When this cause was originally heard, I concurred in the majority opinion. Upon a rehearing, however, and upon a more careful examination of the record and issues involved, I regret to find myself out of harmony with the judgment heretofore entered herein by this court and the reasons stated therefor in the opinion. My reasons, briefly stated, are these:

The collector returned the merchandise herein for duty under paragraph 1402 of the Tariff Act of 1922, as soccer football shoes. In order to come to this conclusion and make the classification, it is a presumption of law, well recognized by us heretofore, that he found all the elements necessary to make such classification. United States v. Vitelli & Son, 5 Ct. Cust. Appls. 151; United States v. Stone & Co., 13 Ct. Cust. Appls. 233, T. D. 41180; United States v. Kaufman & Co., 14 Ct. Cust. Appls. 264, T. D. 41881; United States v. Chichester & Co., 14 Ct. Cust. Appls. 71, T. D. 41579. One of these was that the merchandise in question was necessary to the safe, proper, and efficient playing of one .of the ball games mentioned in said paragraph 1402. Cruger’s (Inc.) v. United States, 12 Ct. Cust. Appls. 516.

There is nothing in the record to impeach or contradict this finding of fact which the collector thus is assumed to have made.

It will therefore necessarily be assumed, as a matter of law, that the soccer football shoes imported were necessary to the safe, proper, and efficient playing of one of said ball games, and as such are equipment within the meaning of said paragraph 1402.

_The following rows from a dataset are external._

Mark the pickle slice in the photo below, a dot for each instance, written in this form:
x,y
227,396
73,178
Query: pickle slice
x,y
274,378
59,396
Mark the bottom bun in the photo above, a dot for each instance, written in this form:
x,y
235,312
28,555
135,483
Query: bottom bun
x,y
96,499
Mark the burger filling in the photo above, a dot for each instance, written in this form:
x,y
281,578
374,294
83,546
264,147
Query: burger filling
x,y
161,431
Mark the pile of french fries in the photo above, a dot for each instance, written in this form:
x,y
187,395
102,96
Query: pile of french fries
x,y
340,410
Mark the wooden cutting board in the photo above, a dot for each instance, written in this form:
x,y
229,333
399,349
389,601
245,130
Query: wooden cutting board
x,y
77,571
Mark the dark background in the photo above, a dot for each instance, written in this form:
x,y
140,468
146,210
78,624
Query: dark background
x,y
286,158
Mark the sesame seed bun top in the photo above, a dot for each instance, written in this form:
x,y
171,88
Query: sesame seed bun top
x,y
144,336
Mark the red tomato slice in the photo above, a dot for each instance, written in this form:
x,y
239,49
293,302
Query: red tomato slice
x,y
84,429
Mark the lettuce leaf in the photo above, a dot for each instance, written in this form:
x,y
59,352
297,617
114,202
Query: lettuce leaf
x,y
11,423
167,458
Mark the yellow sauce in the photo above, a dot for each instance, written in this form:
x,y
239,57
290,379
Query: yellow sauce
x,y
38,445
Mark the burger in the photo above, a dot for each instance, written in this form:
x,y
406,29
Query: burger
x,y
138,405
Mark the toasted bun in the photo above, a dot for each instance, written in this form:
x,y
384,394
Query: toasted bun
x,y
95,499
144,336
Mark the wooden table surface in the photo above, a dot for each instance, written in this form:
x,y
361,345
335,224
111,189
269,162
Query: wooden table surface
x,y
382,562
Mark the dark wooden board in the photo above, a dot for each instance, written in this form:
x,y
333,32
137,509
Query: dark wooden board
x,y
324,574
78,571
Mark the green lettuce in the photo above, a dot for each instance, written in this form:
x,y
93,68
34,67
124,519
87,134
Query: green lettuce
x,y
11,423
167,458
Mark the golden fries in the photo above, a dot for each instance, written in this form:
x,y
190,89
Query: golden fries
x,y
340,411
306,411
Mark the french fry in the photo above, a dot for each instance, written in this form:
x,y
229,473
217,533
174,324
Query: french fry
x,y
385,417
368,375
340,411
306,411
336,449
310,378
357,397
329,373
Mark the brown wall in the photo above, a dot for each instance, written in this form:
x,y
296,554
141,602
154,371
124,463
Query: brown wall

Paragraph 1402 is a paragraph in which the classification is based upon use. It will be observed that the particular language involved here is “other equipment, such as is ordinarily used in conjunction therewith in exercise or play.” We have held on numerous occasions, and it is undoubtedly the law, that a classification by use will prevail over a classification not so made, even though the latter be an eo nomine designation. Magone v. Heller, 150 U. S. 70, 73; United *185States v. Snow’s, etc., 8 Ct. Cust. Appls. 351; Drakenfeld v United States, 9 Ct. Cust. Appls. 124.

The majority opinion goes upon the theory that the language of paragraph 1607 “Boots and shoes made wholly or in chief value of leather” must be held to be more specific than “other equipment, such as is ordinarily used in conjunction therewith,” because the latter language is limited and restricted in its operation by the words “not specially provided for.” This conclusion, I believe, is erroneous. It has been uniformly held that where the words “not specially provided for” are thus used, they are only to be taken as a limitation of the words with which they are used when compared with some other equally specific provision of the statute not thus containing such words. Drakenfeld & Co. v. United States, 9 Ct. Cust. Appls. 124; Altman & Co. v. United States, 11 Ct. Cust. Appls. 102; Comstock & Theakston v. United States, 12 Ct. Cust. Appls. 502.

With this rule of law in mind, we find that the limitation “not specially provided for” refers to balls and equipment for ball games and physical exercises, and should only be held to apply to the same, if they be elsewhere named in the statute That some of these are so named, we find by reference to paragraph 1413, enumerating billiard, pool, and bagatelle balls. The words “boots and shoes” can not, in themselves, be held to indicate any such equipment. If this paragraph included specifically such terms as “football shoes” or “soccer shoes,” then the paragraph would “otherwise specially provide for” some of the equipment referred to in said paragraph 1402. As paragraph 1607 fails to do this, I am constrained to come to the conclusion that the “not specially provided for” clause in 1402 was not intended to extend to paragraph 1607, and like paragraphs, but to only such as referred specifically to balls and equipment such as are alluded to in paragraph 1402.

To illustrate where the majority opinion would lead us, take the following illustration: Leather gloves are specifically made dutiable by paragraph 1433, according to their lengths. Under the majority opinion, baseball gloves or catchers' gloves, sometimes of enormous sizes, made and used for no other purpose than for playing baseball, would not be dutiable as equipment for playing a ball game under paragraph 1402, but as gloves under 1433. To mention this is to convince the mind that the Congress had no such construction in mind when it framed paragraph 1402, manifestly designed to be a sporting-goods paragraph. To so construe the statute does violence to the legislative intent.

For the reasons above given, I am of the opinion the judgment of the court below should be reversed.